• [bootstrap] Add wrapper playbook playbooks/bootstrap.yml that:

  • Installs Python via raw (distro-aware) with gather_facts: false.
  • Runs roles/bootstrap_ansible_user with remote_user: root.
  • File: [scripts/init_ansible_project.sh] (adds generator) and new playbooks/bootstrap.yml.

• [vars model] Adopt managed-user pattern in group_vars/all.yml:

  • Adds managed_user, managed_user_shell, managed_user_public_key.
  • Keeps ansible_ssh_private_key_file and ansible_ssh_public_key as conveniences.
  • Do not define ansible_user globally; set it in inventory after bootstrap.
  • Files: [setup.sh] migration, README updates.

• [migration + discovery] Improve initializer/installer ergonomics:

  • [setup.sh] migration writes managed_* and preserves ansible_ssh_*.
  • Ensure inventory/group_vars -> ../group_vars symlink for variable discovery.

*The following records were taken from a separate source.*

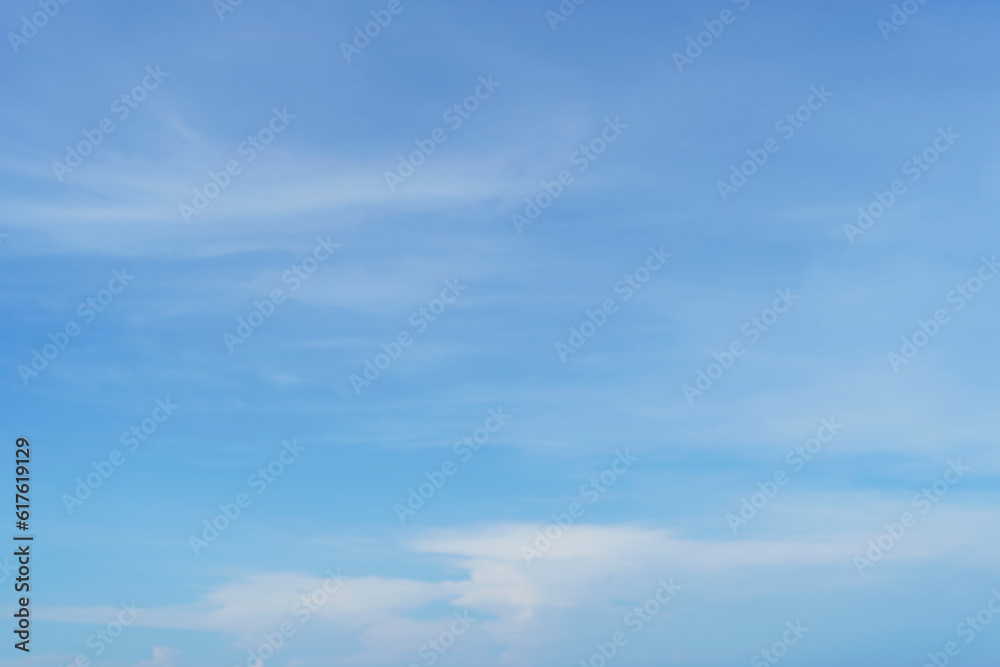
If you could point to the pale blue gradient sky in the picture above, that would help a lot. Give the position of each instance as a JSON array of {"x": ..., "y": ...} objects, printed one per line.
[{"x": 323, "y": 176}]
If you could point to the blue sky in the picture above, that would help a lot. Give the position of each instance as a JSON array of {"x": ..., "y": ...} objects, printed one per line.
[{"x": 302, "y": 226}]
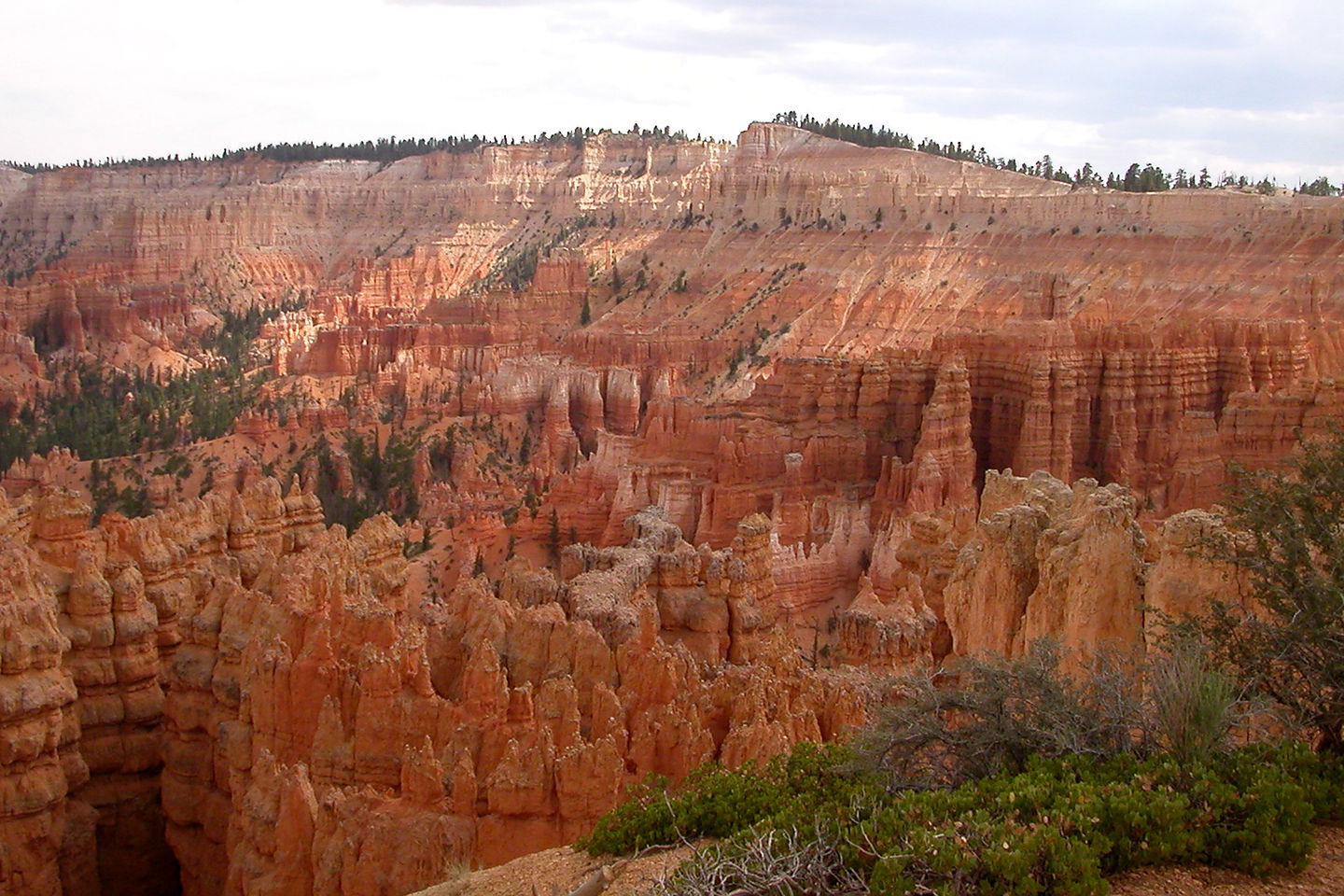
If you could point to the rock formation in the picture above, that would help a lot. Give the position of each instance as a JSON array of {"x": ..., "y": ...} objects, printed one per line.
[{"x": 746, "y": 400}]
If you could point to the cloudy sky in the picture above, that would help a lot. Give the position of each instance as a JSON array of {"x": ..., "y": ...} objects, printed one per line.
[{"x": 1253, "y": 86}]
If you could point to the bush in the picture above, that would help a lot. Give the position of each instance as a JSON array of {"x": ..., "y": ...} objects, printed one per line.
[
  {"x": 717, "y": 802},
  {"x": 998, "y": 715},
  {"x": 1059, "y": 826},
  {"x": 1291, "y": 644}
]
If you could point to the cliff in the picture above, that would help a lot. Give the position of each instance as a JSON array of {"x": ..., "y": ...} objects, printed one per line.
[{"x": 735, "y": 410}]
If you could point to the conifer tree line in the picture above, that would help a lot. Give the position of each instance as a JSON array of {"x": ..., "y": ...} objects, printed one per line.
[
  {"x": 1140, "y": 179},
  {"x": 385, "y": 149},
  {"x": 1135, "y": 179}
]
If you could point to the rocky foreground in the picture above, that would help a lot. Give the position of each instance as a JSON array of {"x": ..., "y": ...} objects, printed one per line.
[{"x": 706, "y": 440}]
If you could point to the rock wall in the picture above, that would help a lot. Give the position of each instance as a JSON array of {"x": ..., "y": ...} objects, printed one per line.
[{"x": 231, "y": 696}]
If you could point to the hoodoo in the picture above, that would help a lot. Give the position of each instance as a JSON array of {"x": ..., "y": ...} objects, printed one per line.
[{"x": 364, "y": 520}]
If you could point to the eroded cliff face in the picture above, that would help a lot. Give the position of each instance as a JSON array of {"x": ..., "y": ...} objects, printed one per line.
[
  {"x": 736, "y": 409},
  {"x": 231, "y": 692},
  {"x": 813, "y": 287}
]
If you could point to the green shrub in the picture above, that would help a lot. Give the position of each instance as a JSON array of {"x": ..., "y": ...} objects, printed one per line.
[
  {"x": 992, "y": 715},
  {"x": 1059, "y": 826}
]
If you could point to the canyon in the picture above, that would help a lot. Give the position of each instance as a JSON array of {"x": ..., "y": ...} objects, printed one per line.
[{"x": 691, "y": 446}]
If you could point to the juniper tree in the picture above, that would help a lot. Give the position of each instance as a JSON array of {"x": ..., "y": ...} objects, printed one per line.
[{"x": 1288, "y": 534}]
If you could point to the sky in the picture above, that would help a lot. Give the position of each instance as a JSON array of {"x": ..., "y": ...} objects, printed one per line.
[{"x": 1249, "y": 86}]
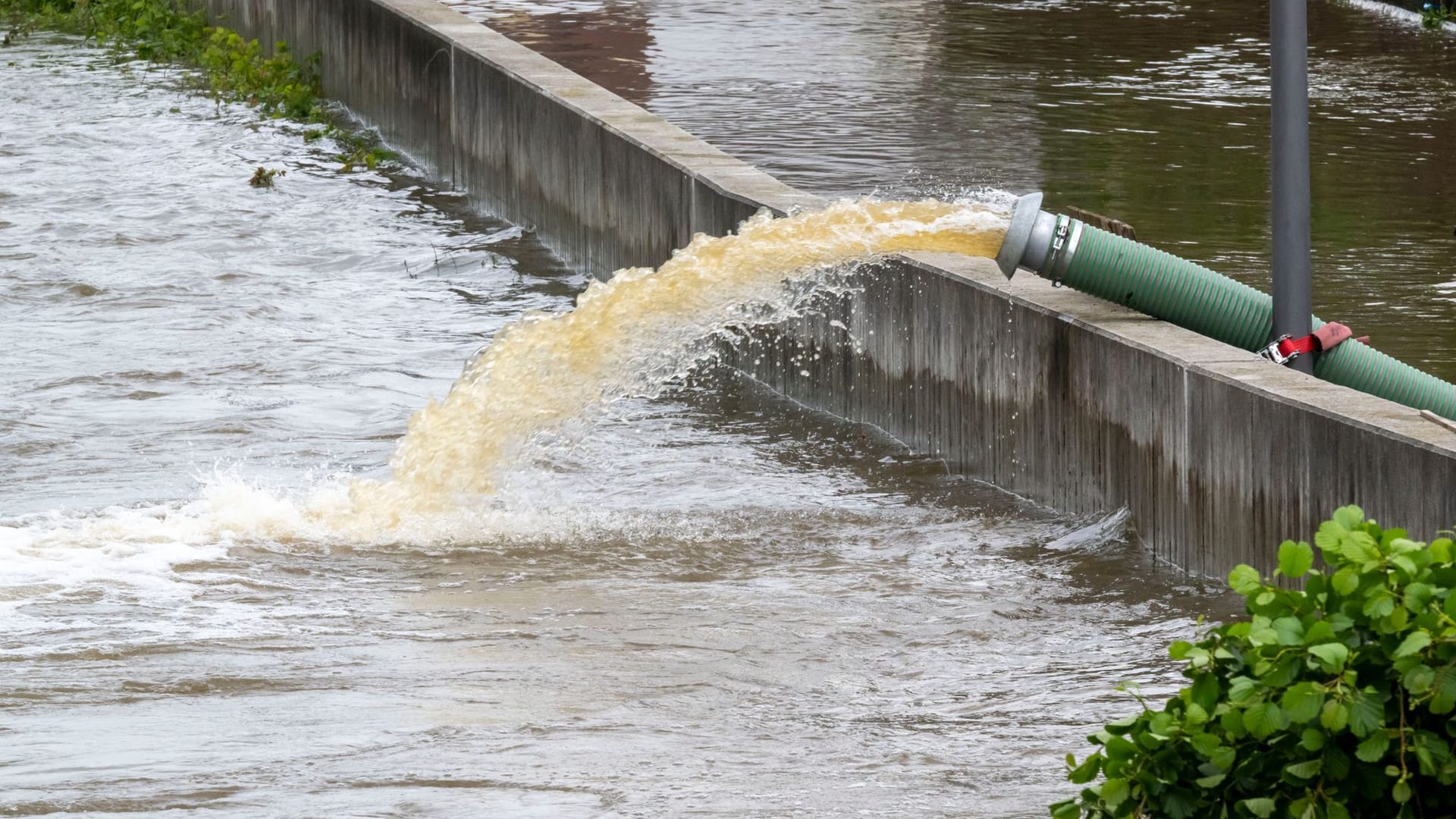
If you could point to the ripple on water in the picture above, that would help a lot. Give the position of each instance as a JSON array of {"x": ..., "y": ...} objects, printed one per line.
[{"x": 715, "y": 602}]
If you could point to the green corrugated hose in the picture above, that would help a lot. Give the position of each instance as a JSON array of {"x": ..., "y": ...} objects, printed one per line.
[{"x": 1181, "y": 292}]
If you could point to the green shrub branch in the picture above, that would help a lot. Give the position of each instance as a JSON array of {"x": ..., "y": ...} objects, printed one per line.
[
  {"x": 231, "y": 69},
  {"x": 1329, "y": 701}
]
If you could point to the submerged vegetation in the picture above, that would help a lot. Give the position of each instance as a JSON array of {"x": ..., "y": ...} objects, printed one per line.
[
  {"x": 1334, "y": 701},
  {"x": 228, "y": 67},
  {"x": 264, "y": 177}
]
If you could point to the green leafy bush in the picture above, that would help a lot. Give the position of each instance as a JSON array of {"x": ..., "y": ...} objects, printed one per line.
[
  {"x": 232, "y": 69},
  {"x": 1329, "y": 703}
]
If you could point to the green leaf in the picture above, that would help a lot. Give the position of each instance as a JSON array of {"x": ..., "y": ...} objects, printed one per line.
[
  {"x": 1261, "y": 632},
  {"x": 1379, "y": 604},
  {"x": 1414, "y": 643},
  {"x": 1346, "y": 582},
  {"x": 1419, "y": 596},
  {"x": 1419, "y": 679},
  {"x": 1116, "y": 792},
  {"x": 1264, "y": 719},
  {"x": 1331, "y": 656},
  {"x": 1294, "y": 560},
  {"x": 1263, "y": 806},
  {"x": 1360, "y": 548},
  {"x": 1245, "y": 579},
  {"x": 1302, "y": 701},
  {"x": 1445, "y": 687},
  {"x": 1289, "y": 630},
  {"x": 1348, "y": 516},
  {"x": 1210, "y": 781},
  {"x": 1305, "y": 770},
  {"x": 1087, "y": 771},
  {"x": 1334, "y": 716},
  {"x": 1373, "y": 746},
  {"x": 1366, "y": 713}
]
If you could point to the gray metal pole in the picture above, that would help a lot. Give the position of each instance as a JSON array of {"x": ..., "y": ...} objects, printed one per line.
[{"x": 1289, "y": 165}]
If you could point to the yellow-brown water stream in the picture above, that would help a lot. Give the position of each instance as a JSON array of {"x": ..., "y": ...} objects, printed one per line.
[{"x": 632, "y": 333}]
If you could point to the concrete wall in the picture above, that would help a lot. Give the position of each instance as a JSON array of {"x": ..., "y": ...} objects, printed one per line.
[{"x": 1052, "y": 394}]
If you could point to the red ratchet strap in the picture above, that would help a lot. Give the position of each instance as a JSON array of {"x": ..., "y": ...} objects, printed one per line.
[{"x": 1329, "y": 337}]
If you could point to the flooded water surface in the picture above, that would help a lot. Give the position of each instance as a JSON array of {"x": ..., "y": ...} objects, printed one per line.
[
  {"x": 708, "y": 602},
  {"x": 1149, "y": 111}
]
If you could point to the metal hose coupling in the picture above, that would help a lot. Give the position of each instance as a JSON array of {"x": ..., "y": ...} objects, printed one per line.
[{"x": 1038, "y": 241}]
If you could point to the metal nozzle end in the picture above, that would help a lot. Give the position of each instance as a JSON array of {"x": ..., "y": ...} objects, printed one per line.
[{"x": 1022, "y": 219}]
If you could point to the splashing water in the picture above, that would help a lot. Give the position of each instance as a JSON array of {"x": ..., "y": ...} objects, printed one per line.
[
  {"x": 629, "y": 335},
  {"x": 632, "y": 334}
]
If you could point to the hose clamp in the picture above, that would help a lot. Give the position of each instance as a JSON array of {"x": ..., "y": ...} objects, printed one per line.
[
  {"x": 1063, "y": 241},
  {"x": 1277, "y": 353}
]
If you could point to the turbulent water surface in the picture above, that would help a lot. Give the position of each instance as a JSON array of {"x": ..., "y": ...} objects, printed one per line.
[
  {"x": 1150, "y": 111},
  {"x": 710, "y": 602}
]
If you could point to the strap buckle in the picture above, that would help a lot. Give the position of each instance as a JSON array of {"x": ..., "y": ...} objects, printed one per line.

• [plugin] Refactor plugins/inventory/refine_inventory:

  • Playbook now uses a parameterized detector list (refine_inventory_detection) and refine_detectors selector.
  • Removed connection-var overrides (relies on inventory).
  • Added top-level tags (inventory, detect) and per-detector tags (detect_<name>).
  • [meta.yml] updated: min_ansible_version: "2.14", inputs/outputs, expanded tags.
  • README expanded with configuration, usage, and examples.

• [bootstrap playbook] Ensure playbooks/setup_ansible_user.yml explicitly sets remote_user: root.

• [docs] Update [README.md]:

  • Document wrapper-based bootstrap flow.
  • Document managed_* variables with examples.
  • Guidance to set ansible_user in inventory post-bootstrap.
  • Note symlink inventory/group_vars -> ../group_vars and --migrate-vars.

• [changelog] Add [docs/CHANGELOG.md] section v0.1.4.

Affected files (highlights)

• [scripts/init_ansible_project.sh]
• [setup.sh]
• [README.md]
• [docs/CHANGELOG.md]
• [plugins/inventory/refine_inventory/playbook.yml]
• [plugins/inventory/refine_inventory/meta.yml]
• [plugins/inventory/refine_inventory/README.md]

Why

• Prevents variable-precedence pitfalls during first-run (explicit remote_user: root and wrapper).
• Clarifies separation of connection vs. managed-account variables (no global ansible_user).
• Improves plugin maintainability and selective execution via parameterized detectors/tags.
• Better onboarding docs and consistent var discovery via symlink.

Migration notes

• Existing projects:
  • Run installer with migration to rewrite group_vars/all.yml to managed_* and create the inventory/group_vars symlink.
  • Move any global ansible_user definitions out of group_vars/all.yml into inventory/group_vars/<group>.yml:

    ansible_user: "{{ managed_user }}"
    

• Playbook usage:
  • Prefer playbooks/bootstrap.yml for first-run bootstrap.
  • If Python already exists on targets, playbooks/setup_ansible_user.yml remains available.

Testing

• Fresh init:
  • Initialize a project; verify playbooks/bootstrap.yml and managed vars present.
  • Run wrapper: ansible-playbook -i inventory/hosts.ini playbooks/bootstrap.yml -u root --private-key ~/.ssh/<key> --limit <group>.
• Migration:
  • Run installer with --migrate-vars; verify group_vars/all.yml uses managed_* and symlink exists.
• Plugin:
  • Run all detectors: ansible-playbook -i inventory/hosts.ini plugins/inventory/refine_inventory/playbook.yml --limit <group>.
  • Run subset by names: -e '{"refine_detectors":["nginx","apache"]}'.
  • Run by tags: --tags detect_nginx,detect_apache.

Breaking changes

• None. Existing flows remain; recommended practices updated.